06 September 2008

Kuasai dan Kendalikan Dirimu



Hal yang paling sulit kita lakukan adalah mengalahkan musuh terbesar kita yaitu diri kita sendiri. Jika kita sudah dapat mengalahkan dan mengendalikan diri kita sendiri, berarti kita sudah mencapai tahap kecerdasan spiritual yang tinggi. Mengalahkan dan mengendalikan diri sendiri bukanlah sebuah peristiwa, tetapi sebuah kebiasaan dan kedisiplinan yang harus kita lakukan setiap hari.

Ada sebuah syair yang ditulis oleh penulis anonim, berjudul An Indian Prayer berbunyi demikian: ”I seek strength. Not to be greater than my brother, but to fight the greatest enemy, myself……” Syair ini saya temukan tertempel di kamar belajar seorang teman saya di Amerika Serikat dua puluh tahun yang lalu. Penyair ini telah menemukan rahasia terbesar kehidupan ini, yaitu pertempuran terus-menerus dengan dirinya sendiri.
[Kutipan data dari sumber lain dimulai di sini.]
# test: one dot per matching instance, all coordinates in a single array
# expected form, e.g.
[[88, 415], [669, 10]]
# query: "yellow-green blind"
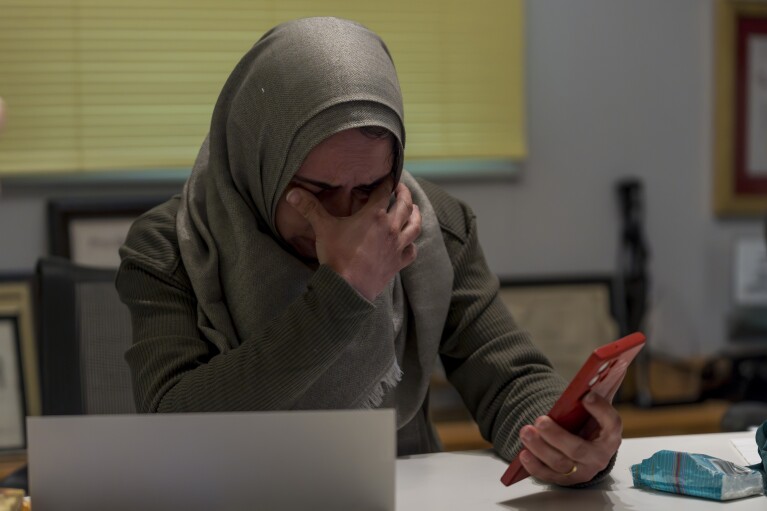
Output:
[[131, 84]]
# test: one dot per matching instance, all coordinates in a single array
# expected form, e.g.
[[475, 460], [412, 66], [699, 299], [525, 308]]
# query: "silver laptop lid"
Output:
[[234, 461]]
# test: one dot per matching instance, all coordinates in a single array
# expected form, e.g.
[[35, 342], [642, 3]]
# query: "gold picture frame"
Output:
[[16, 302], [740, 168]]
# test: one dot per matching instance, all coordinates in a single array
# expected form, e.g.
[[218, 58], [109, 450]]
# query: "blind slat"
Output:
[[121, 84]]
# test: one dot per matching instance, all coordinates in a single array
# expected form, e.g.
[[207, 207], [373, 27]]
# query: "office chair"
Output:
[[84, 331]]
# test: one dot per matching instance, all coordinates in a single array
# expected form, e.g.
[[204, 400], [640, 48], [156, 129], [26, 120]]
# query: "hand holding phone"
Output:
[[602, 373]]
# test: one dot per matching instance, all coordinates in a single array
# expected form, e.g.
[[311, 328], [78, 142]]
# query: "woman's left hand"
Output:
[[554, 455]]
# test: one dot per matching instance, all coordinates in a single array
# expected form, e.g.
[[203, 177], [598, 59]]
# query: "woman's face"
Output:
[[341, 172]]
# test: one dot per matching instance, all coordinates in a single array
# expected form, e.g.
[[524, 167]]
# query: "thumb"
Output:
[[307, 205]]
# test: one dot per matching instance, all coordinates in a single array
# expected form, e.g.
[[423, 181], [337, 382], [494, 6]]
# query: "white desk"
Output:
[[471, 481]]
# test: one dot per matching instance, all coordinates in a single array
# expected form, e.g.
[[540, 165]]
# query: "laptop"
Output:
[[342, 459]]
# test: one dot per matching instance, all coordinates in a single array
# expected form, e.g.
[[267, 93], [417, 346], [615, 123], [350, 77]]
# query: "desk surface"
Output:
[[470, 480]]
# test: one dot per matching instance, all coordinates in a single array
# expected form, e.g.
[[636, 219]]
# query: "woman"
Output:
[[302, 268]]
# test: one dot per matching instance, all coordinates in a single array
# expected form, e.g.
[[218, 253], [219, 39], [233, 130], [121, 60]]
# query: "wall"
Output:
[[615, 88]]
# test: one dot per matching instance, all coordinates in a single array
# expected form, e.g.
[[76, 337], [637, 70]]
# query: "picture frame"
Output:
[[17, 309], [89, 231], [567, 317], [740, 159], [12, 399]]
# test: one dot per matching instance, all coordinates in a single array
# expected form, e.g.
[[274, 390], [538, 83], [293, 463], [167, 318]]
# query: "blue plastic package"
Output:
[[698, 475]]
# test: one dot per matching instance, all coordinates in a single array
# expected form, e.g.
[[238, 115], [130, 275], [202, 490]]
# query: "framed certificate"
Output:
[[90, 231]]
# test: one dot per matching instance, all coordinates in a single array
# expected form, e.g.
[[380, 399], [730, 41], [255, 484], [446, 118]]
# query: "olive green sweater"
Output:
[[503, 379]]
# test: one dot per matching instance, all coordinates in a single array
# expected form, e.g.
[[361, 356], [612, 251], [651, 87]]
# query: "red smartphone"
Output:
[[602, 373]]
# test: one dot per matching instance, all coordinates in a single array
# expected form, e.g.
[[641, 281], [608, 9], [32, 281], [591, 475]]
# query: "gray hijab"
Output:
[[302, 82]]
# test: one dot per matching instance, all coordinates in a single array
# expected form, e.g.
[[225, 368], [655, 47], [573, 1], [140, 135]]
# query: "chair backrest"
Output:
[[84, 331]]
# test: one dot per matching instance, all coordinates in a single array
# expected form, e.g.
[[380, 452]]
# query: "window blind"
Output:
[[131, 84]]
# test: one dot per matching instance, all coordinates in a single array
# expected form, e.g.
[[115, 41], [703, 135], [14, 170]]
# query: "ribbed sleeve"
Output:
[[504, 380]]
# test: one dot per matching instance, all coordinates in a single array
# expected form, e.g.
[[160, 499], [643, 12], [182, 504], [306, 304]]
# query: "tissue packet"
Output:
[[698, 475]]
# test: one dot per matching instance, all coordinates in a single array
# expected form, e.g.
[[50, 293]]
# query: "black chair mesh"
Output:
[[104, 334]]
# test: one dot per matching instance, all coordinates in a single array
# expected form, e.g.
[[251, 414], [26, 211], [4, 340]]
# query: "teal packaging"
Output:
[[698, 475]]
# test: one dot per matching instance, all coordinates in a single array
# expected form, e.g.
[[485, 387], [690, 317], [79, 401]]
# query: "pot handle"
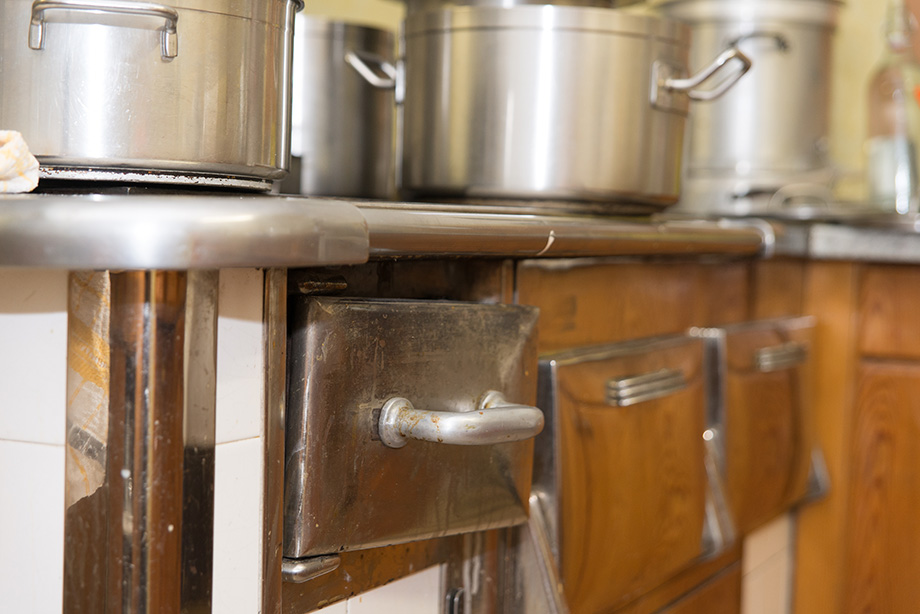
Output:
[[690, 84], [781, 42], [494, 421], [365, 64], [169, 37]]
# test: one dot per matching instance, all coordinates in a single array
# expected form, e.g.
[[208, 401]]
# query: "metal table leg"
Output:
[[140, 489]]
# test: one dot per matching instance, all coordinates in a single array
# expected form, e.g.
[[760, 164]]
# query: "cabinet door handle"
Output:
[[494, 421], [636, 389], [779, 357]]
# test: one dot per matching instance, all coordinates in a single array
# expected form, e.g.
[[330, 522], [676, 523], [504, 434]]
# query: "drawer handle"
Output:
[[169, 44], [299, 571], [632, 390], [780, 357], [495, 421]]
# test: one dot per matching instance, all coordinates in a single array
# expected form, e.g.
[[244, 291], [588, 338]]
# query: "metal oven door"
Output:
[[406, 420]]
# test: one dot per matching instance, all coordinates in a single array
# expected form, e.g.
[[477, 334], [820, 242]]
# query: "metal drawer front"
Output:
[[406, 420], [622, 462], [760, 405]]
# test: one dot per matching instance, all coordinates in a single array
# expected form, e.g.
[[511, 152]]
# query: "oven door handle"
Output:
[[494, 421]]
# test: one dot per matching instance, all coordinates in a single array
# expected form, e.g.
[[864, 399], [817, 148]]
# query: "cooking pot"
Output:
[[343, 123], [194, 91], [549, 102], [772, 129]]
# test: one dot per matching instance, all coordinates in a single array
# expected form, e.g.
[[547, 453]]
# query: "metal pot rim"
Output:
[[547, 18]]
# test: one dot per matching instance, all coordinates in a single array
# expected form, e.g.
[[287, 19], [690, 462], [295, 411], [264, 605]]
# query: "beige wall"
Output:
[[377, 13]]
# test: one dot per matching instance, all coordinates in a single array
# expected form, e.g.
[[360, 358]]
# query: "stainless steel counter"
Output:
[[212, 232]]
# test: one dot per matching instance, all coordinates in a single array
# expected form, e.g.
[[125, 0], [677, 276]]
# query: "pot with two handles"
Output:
[[189, 92], [550, 102]]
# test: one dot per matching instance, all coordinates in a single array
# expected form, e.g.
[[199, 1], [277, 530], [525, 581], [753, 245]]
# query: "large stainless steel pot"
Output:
[[343, 108], [194, 91], [772, 129], [548, 102]]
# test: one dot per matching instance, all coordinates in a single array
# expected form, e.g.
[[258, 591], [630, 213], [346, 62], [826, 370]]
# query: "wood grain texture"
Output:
[[633, 481], [686, 582], [723, 293], [884, 558], [777, 289], [889, 306], [769, 431], [608, 302], [831, 293], [721, 595]]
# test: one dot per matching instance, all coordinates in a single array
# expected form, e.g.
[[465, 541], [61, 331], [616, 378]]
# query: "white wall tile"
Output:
[[238, 527], [766, 542], [767, 565], [239, 355], [33, 355], [31, 527], [416, 594]]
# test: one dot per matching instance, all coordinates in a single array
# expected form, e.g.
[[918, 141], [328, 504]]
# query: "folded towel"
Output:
[[18, 167]]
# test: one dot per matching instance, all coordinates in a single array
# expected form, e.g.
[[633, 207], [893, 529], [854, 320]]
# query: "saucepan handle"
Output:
[[169, 37], [720, 64], [495, 421], [370, 66]]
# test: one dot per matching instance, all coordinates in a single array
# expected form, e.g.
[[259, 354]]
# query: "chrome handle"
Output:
[[719, 531], [364, 63], [301, 570], [169, 37], [780, 357], [637, 389], [495, 421], [689, 84]]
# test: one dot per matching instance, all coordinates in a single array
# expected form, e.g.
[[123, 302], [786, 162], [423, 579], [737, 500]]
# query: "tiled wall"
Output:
[[767, 567], [33, 385], [419, 593], [33, 378]]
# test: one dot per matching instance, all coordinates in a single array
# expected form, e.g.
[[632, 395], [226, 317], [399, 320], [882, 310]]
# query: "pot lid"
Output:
[[547, 17]]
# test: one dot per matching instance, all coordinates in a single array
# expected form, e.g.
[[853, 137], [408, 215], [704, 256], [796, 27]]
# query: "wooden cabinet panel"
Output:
[[777, 289], [721, 595], [889, 307], [821, 536], [768, 430], [884, 522], [632, 479]]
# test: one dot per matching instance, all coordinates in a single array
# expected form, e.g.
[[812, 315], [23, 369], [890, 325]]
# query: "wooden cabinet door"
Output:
[[632, 483], [767, 422], [884, 508], [720, 595]]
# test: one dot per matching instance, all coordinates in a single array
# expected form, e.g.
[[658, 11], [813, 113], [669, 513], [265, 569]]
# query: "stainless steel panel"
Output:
[[177, 232], [105, 84], [344, 488]]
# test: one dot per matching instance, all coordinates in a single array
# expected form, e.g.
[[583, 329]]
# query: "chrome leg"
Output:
[[275, 349], [141, 541]]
Seseorang disebut ”kuat” ketika dia sudah menemukan cara untuk mengalahkan dan mengendalikan dirinya. Inilah hal yang kita sadari sangat kurang dalam diri kita. Mengalahkan dan mengendalikan diri, menurut JFC Fuller, seorang jenderal pada angkatan bersenjata Inggris, menunjukkan kebesaran karakter seseorang. Mengendalikan orang lain hanya menunjukkan sebagian kebaikan karakter kita. Jadi salah satu komponen yang penting dalam memperkaya kehidupan spiritual kita adalah pengendalian diri, yaitu mengalahkan musuh terbesar yaitu diri kita sendiri.
Lao Tsu, filsuf Cina, pernah mengatakan, ”Menundukkan orang lain membutuhkan tenaga. Menundukkan diri kita sendiri membutuhkan kekuatan.” Ternyata lebih mudah bagi kita untuk menundukkan orang lain daripada menundukkan diri sendiri. Seperti kita ketahui bahwa salah satu anugerah Tuhan kepada manusia adalah kesadaran diri (self awareness). Hal ini berarti kita memiliki kekuatan untuk mengendalikan diri. Kesadaran diri membuat kita dapat sepenuhnya sadar terhadap seluruh perasaan dan emosi kita. Dengan senantiasa sadar akan keberadaan diri, kita dapat mengendalikan emosi dan perasaan kita.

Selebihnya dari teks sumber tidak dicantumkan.